In one possible example, a plurality of historical to-be-transmitted videos are acquired, and each of the plurality of historical to-be-transmitted videos is split into at least one historical data block; carrying out probability statistics of historical data values on at least one historical data block of each historical video to be sent, and determining occurrence probability of the historical data values; and determining a replacement value corresponding to the historical data value according to the occurrence probability of the historical data value of each historical video to be transmitted in the plurality of historical videos to be transmitted, and generating a data dictionary.

In one possible example, the replacement value corresponding to the historical data value is an index value, and the index value is ranked from high to low according to the occurrence probability of the historical data value.

In one possible example, sending the replacement value of the at least one data block to the receiving end comprises: and transmitting the replacement value of at least one data block to the receiving end, and adding the marking times according to the transmission times of the replacement value.

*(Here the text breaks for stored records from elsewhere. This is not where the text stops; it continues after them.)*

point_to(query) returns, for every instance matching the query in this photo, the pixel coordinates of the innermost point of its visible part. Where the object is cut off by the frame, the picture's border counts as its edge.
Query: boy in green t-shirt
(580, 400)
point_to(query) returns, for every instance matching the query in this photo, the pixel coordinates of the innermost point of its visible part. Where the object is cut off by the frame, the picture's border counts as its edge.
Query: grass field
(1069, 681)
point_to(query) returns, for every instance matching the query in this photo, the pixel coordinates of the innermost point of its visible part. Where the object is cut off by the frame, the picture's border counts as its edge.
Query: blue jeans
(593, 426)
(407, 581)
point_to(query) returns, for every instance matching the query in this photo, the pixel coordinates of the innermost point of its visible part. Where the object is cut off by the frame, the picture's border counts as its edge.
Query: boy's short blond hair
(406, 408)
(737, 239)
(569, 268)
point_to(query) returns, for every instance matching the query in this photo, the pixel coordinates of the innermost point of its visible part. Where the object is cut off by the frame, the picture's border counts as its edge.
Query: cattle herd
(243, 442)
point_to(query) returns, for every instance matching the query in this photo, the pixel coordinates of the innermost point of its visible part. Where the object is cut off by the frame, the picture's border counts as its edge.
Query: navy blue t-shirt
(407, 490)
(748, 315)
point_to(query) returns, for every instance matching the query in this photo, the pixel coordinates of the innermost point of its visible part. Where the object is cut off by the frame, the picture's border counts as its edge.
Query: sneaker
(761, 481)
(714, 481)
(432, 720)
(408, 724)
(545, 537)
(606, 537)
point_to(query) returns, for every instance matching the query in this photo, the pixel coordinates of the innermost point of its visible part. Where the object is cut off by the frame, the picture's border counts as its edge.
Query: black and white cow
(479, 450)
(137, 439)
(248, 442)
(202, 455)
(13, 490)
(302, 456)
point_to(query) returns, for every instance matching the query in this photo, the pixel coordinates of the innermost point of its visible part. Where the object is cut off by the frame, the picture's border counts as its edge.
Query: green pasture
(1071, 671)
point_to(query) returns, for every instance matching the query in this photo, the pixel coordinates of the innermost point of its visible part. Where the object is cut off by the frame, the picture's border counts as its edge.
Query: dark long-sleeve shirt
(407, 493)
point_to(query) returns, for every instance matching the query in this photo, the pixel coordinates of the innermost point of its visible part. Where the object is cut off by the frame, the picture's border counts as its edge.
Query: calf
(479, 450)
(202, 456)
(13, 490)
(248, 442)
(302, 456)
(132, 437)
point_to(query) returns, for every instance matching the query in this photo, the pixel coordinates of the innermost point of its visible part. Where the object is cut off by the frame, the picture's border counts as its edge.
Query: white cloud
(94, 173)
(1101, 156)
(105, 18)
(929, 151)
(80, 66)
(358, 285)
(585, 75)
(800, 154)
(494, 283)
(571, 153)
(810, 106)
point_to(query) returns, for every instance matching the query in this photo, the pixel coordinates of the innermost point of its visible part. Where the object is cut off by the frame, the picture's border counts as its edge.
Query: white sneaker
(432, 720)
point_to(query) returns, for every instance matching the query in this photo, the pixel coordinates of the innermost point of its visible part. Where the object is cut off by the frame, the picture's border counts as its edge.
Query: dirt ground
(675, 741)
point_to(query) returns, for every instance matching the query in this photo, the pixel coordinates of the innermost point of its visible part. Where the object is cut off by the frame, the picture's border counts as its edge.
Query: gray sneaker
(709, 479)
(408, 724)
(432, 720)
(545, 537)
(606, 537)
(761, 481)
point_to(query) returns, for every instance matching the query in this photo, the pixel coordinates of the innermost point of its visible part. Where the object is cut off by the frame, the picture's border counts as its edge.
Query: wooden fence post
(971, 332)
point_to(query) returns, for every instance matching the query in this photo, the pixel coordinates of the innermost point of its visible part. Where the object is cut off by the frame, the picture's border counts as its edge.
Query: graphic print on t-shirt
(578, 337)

It can be understood that, since the method embodiment and the apparatus embodiment are in different presentation forms of the same technical concept, the content of the method embodiment portion in the present application should be adapted to the apparatus embodiment portion synchronously, which is not described herein.

In the case of using integrated units, as shown in fig. 5b, fig. 5b is a block diagram of functional units of another data transmission apparatus provided in the embodiment of the present application. In fig. 5b, the data transmission device 51 includes: a processing module 512 and a communication module 511. The processing module 512 is configured to control and manage actions of the data transmission device, for example, performing the steps of the acquisition unit 501, the matching unit 502, and the transmission unit 503, and/or to perform other processes of the techniques described herein. The communication module 511 is used to support interaction between the data transmission apparatus and other devices. As shown in fig. 5b, the data transmission apparatus may further comprise a storage module 513, the storage module 513 being for storing program code and data of the data transmission apparatus.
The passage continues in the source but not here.